If you can’t measure incremental lift, you’re not doing AI—you’re doing automation.
People also ask: quick answers for retail teams
Do loyalty programs still work when everyone has one?
Yes—but only when the program provides fast, practical value and makes redemption easy. “Points for later” isn’t competitive anymore.
Are discounts the only rewards customers care about?
No, but 76% prefer transactional rewards like discounts and cashback. The smart move is mixing transactional rewards with perks that don’t destroy margin.
What’s the first AI use case to prioritise in loyalty?
Second-purchase acceleration. Getting a new member to make purchase #2 is one of the highest ROI plays, and AI can identify the right nudge and timing.
Where loyalty is heading next for Irish retail and e-commerce
In this “AI in Retail and E-Commerce” series, a pattern keeps showing up: the retailers winning right now aren’t shouting louder—they’re getting more precise. Loyalty is the perfect place to apply that precision because it sits at the intersection of customer data, omnichannel experience, and retention economics.
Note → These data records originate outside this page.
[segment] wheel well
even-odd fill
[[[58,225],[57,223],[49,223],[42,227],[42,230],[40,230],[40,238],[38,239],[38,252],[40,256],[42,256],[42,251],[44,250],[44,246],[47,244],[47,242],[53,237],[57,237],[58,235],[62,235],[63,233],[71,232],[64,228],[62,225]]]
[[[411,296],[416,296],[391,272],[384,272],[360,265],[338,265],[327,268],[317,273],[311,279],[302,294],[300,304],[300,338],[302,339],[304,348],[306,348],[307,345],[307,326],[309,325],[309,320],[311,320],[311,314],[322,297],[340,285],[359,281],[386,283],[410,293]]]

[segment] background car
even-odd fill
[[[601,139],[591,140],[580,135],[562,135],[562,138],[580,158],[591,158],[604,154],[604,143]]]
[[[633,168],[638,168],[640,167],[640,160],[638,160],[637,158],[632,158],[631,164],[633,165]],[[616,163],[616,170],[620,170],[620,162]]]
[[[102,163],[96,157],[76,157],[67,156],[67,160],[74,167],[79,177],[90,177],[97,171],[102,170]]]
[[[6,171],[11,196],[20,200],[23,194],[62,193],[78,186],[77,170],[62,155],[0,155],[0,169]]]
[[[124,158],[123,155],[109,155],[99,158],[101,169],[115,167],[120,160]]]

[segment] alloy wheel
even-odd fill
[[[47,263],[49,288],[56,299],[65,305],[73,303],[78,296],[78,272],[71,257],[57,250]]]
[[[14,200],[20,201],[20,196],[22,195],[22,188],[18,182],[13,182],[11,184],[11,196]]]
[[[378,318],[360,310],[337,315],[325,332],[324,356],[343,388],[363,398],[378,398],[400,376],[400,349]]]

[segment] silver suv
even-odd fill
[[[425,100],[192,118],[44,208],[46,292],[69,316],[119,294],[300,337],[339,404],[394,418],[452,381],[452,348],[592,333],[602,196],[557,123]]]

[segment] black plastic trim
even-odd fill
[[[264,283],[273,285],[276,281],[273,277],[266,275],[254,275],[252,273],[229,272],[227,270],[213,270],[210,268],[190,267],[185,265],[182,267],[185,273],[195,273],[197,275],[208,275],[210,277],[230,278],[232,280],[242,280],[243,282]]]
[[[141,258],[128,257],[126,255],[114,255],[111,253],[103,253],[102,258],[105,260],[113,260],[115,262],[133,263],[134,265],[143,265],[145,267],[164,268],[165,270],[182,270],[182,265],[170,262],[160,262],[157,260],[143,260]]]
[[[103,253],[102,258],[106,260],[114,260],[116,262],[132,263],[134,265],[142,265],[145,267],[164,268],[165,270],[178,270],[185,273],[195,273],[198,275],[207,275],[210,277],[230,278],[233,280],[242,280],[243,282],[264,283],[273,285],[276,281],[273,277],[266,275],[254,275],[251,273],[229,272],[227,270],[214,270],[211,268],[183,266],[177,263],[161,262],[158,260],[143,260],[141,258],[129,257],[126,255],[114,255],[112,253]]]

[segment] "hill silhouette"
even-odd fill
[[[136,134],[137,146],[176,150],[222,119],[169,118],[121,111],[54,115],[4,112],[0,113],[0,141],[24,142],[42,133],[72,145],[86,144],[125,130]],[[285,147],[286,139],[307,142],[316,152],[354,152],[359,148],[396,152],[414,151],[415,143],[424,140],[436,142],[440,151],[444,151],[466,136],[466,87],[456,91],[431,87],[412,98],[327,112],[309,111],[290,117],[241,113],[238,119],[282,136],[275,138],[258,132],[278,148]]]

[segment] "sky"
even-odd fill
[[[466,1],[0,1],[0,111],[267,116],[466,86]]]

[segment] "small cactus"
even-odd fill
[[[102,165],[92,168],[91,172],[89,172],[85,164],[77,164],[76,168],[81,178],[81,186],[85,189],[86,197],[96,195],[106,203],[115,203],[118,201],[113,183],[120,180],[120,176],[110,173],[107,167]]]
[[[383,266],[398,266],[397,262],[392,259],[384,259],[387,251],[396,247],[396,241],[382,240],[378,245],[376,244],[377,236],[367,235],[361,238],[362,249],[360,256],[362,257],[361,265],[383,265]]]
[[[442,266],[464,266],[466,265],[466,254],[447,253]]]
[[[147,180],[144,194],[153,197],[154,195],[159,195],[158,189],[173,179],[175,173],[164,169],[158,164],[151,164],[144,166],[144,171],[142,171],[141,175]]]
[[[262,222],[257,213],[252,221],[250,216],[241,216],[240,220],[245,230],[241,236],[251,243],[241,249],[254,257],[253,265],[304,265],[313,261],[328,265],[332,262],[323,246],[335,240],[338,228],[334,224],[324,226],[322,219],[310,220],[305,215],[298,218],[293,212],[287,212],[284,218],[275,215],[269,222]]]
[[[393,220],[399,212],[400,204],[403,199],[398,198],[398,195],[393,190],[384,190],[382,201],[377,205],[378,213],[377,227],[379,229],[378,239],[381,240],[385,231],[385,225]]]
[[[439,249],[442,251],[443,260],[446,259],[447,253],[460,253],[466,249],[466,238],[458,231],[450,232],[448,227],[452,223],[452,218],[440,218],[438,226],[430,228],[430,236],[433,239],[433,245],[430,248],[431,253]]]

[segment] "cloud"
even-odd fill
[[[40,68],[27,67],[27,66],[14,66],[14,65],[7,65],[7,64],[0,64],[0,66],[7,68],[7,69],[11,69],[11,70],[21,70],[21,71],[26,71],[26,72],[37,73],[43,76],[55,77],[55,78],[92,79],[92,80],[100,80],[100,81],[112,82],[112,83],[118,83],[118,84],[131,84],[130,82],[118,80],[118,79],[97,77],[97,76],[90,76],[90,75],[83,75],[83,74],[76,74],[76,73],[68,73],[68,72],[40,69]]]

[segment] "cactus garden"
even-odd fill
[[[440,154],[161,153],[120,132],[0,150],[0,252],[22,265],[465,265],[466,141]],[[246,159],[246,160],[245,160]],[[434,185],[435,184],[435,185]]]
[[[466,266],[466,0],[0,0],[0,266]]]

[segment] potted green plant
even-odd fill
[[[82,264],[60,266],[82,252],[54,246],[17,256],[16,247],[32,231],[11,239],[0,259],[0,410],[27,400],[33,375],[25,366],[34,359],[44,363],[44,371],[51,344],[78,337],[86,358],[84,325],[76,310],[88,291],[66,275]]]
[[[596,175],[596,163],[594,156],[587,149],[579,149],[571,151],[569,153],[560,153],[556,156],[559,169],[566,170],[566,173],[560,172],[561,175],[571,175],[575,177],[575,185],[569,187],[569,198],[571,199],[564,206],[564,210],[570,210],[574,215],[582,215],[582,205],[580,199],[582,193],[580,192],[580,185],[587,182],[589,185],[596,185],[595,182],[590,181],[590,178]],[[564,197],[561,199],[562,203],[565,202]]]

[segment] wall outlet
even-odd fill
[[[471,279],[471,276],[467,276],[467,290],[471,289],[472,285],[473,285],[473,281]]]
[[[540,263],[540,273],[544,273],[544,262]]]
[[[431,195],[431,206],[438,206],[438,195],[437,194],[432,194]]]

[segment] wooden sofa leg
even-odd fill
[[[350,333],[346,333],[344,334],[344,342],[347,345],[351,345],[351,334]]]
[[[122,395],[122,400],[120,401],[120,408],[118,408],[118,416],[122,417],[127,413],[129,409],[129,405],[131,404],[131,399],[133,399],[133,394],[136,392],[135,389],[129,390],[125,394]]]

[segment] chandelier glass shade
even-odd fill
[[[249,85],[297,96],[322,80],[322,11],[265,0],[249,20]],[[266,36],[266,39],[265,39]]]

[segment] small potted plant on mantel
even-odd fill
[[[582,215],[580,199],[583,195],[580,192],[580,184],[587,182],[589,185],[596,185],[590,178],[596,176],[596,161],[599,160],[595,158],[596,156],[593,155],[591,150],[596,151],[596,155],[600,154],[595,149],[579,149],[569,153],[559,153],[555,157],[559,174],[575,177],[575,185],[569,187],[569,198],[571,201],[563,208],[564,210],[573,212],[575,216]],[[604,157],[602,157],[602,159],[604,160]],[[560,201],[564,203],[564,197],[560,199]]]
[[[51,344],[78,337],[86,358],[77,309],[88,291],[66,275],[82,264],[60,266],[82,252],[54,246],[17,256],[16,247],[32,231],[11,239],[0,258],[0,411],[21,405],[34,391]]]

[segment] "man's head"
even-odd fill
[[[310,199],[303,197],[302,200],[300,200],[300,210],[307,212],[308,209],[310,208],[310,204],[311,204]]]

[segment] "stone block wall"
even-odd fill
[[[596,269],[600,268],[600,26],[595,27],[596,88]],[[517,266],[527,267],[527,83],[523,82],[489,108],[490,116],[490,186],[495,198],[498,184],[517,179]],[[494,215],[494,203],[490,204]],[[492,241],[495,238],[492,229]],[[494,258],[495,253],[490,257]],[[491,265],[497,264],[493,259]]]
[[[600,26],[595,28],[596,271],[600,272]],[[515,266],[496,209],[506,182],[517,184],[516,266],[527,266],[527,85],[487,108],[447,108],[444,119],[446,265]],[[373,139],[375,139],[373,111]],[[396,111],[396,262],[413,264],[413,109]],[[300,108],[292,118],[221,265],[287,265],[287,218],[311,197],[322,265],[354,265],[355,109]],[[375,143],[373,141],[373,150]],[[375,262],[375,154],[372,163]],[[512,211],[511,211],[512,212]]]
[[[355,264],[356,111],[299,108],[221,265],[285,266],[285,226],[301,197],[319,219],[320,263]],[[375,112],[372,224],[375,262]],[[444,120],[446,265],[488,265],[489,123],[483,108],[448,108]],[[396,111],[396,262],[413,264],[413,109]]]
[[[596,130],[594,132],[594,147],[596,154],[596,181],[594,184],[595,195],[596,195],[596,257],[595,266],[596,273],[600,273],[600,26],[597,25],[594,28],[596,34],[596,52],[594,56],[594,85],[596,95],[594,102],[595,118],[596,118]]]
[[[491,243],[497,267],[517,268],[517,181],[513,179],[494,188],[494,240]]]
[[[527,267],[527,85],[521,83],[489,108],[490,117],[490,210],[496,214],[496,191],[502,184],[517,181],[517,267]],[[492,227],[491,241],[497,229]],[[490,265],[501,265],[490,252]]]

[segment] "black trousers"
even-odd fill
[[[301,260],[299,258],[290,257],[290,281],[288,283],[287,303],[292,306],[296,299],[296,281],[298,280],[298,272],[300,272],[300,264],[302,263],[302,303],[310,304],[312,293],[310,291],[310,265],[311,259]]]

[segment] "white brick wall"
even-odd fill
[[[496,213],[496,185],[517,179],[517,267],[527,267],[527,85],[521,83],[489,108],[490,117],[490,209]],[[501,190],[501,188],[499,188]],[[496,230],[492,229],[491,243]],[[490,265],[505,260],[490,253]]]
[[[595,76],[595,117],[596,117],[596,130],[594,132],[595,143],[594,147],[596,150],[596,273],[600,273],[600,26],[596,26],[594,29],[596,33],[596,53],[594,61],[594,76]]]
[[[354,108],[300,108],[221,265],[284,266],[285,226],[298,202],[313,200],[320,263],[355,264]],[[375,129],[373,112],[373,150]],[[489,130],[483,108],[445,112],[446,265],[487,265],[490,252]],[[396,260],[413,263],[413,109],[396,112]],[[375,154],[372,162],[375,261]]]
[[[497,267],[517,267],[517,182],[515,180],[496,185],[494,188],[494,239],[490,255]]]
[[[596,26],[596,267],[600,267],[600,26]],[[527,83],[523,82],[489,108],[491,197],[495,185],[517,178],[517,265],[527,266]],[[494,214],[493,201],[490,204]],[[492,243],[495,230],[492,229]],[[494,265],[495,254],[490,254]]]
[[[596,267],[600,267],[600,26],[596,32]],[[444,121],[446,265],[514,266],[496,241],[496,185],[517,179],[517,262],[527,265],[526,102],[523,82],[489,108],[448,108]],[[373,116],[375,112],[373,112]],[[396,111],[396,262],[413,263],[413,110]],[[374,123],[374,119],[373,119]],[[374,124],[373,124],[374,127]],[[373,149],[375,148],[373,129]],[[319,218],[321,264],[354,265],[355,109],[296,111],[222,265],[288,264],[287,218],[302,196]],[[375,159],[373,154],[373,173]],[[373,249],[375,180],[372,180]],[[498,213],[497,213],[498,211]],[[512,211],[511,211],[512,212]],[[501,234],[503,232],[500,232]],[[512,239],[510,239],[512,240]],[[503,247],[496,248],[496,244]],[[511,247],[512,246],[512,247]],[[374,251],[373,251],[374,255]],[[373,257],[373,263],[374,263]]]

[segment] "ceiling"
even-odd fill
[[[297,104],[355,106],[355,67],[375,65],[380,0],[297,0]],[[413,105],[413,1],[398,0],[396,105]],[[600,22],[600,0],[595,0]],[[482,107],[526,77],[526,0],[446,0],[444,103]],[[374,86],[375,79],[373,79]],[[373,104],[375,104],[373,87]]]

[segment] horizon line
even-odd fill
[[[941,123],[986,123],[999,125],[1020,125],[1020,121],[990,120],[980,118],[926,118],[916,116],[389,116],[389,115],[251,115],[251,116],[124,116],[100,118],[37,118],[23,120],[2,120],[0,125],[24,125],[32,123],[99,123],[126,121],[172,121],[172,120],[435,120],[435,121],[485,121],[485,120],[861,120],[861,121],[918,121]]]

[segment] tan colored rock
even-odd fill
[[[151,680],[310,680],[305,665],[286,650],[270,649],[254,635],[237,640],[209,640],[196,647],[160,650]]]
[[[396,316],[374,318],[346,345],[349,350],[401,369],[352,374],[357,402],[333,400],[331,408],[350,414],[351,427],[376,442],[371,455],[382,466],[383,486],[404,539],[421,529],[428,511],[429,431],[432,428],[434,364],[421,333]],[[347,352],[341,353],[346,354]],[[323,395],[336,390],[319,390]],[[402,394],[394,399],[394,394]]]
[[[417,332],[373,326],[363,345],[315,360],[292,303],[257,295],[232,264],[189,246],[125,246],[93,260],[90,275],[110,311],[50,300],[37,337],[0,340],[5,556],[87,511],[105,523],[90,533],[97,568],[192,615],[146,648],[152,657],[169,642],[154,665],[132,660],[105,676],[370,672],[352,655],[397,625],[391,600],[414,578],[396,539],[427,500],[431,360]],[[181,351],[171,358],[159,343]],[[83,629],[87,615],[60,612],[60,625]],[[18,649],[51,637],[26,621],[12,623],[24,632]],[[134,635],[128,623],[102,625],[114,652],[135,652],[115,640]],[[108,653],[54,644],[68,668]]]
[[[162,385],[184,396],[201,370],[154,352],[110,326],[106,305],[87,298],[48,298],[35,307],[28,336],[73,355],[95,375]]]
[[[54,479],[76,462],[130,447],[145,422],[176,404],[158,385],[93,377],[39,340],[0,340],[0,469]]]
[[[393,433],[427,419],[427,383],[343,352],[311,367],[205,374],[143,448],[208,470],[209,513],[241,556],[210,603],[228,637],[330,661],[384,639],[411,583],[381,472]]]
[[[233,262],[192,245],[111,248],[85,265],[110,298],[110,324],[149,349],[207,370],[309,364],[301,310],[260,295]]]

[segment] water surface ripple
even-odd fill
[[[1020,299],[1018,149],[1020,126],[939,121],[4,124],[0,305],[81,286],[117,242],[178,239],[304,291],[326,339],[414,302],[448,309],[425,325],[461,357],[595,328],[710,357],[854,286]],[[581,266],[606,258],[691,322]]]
If you’re planning for 2026, treat your loyalty program like a product, not a promotion. Make it easy to understand, satisfying to use, and respectful of customer data. Then use AI-driven personalization to stop wasting incentives on customers who didn’t need them.
The question worth asking in your next leadership meeting isn’t “Do we need a loyalty program?” It’s this: If satisfaction is declining across the industry, what will we do that actually feels better than the program customers already have?